First Registration Statement definition

First Registration Statement means the first registration statement that is filed by the Company and declared effective pursuant to Section 12(g) of the Exchange Act, with respect to any class of the Company’s securities;
First Registration Statement in the event of a Proration, the registration statement initially filed in which all securities sought to be included were not so included.
First Registration Statement shall have the meaning set forth in the Registration Rights Agreement.

Examples of First Registration Statement in a sentence

  • Notwithstanding anything to the contrary herein, the Expiration Date shall be extended for each day following them First Effective Date that the First Registration Statement is not effective.

  • The First Registration Statement, the Second Registration Statement and the Third Registration Statement are referred to herein collectively as the "STOCKHOLDER REGISTRATION STATEMENTS".

  • At any time and from time to time after the date the First Registration Statement has been declared effective by the Commission, the Company shall have the option, upon the delivery of an Adjustment Notice to the Holder, to adjust the Conversion Price then in effect with respect to the Mandatory Convertible Amount applicable to such Adjustment Notice to equal the lesser of: (A) the Initial Conversion Price and (B) the product of (x) the applicable Adjustment Percentage and (y) the Index Price.

  • Until the 60th day after the date on which the First Registration Statement (as that term is defined in the Registration Rights Agreement) has been declared effective by the SEC, the Company will not conduct, without the prior written consent of the Purchaser or its designees, any equity or equity-related financing involving or granting rights relating to the registration of Common Stock or resale registration rights within 12 months following the date hereof.

  • At the time of effectiveness, the Company shall ensure that the First Registration Statement covers at least 125% of the Initial Registrable Securities (without giving effect to any limitations on exercise contained in the Initial Warrants), including, if necessary, by filing an amendment prior to the effective date of the Initial Registration Statement to increase the number of Initial Registrable Securities covered thereby.

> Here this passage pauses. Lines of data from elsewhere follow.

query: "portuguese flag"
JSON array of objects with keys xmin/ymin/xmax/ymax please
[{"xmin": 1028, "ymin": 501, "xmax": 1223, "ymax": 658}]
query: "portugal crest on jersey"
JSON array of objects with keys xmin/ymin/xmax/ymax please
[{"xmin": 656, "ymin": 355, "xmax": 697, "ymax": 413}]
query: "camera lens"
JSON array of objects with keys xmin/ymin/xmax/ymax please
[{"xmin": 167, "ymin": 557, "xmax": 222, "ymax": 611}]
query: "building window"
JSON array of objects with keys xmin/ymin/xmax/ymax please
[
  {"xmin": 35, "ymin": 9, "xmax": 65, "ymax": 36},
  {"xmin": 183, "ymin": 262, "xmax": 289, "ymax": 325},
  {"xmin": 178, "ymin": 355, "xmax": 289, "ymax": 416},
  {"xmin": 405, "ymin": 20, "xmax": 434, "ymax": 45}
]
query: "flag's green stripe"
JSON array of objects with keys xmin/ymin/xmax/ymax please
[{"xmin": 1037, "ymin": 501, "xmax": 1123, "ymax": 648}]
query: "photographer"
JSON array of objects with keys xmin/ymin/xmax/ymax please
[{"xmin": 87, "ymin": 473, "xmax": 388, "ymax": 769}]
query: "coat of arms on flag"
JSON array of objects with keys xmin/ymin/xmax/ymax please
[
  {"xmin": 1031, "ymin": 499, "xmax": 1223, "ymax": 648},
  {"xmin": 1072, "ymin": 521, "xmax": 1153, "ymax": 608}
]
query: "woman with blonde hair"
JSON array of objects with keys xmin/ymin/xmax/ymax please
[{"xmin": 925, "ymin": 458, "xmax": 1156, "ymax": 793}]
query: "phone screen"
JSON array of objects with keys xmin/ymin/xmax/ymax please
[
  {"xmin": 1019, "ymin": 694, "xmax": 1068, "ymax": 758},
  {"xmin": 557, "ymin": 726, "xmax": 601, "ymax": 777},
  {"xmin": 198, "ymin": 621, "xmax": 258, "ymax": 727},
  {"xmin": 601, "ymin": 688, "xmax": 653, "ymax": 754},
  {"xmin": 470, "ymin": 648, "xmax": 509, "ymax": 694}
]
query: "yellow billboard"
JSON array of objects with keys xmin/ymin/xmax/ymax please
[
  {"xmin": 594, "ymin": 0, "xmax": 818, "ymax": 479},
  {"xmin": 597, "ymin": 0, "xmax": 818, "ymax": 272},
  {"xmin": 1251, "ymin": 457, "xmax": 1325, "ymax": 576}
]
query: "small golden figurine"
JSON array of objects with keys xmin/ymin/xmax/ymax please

More Definitions of First Registration Statement

First Registration Statement means a registration statement filed pursuant to the terms hereof and which covers the sale by the Investors of: (i) the Common Stock issuable upon conversion of the Series C Preferred Stock and (ii) the Warrant Shares.
First Registration Statement has the meaning set forth in Section 4.12.
First Registration Statement means the Company’s Registration Statement on Form S-3, Registration No. 333-120548, ordered effective by the SEC on February 3, 2005.
First Registration Statement means a registration statement filed pursuant to the terms hereof and which covers the resale of: (i) the Shares, (ii) the shares of Common Stock issuable upon conversion in full of the Unsecured Debentures issued on the First Settlement Date and (iii) exercise in full of the Closing Warrants and the First Warrants, and which shall include no less than 2,625,724 shares of Common Stock.
First Registration Statement shall have the meaning assigned to it in Section 2(a).
First Registration Statement means a registration statement meeting the requirements set forth in the Registration Rights Agreement and covering the resale by the Investors of the Underlying Shares and Warrant Shares issuable upon exercise of the First Warrants.
First Registration Statement means the shelf registration statement (File Number 333-221093) on Form S-3 that was initially declared effective by the Commission on November 3, 2017.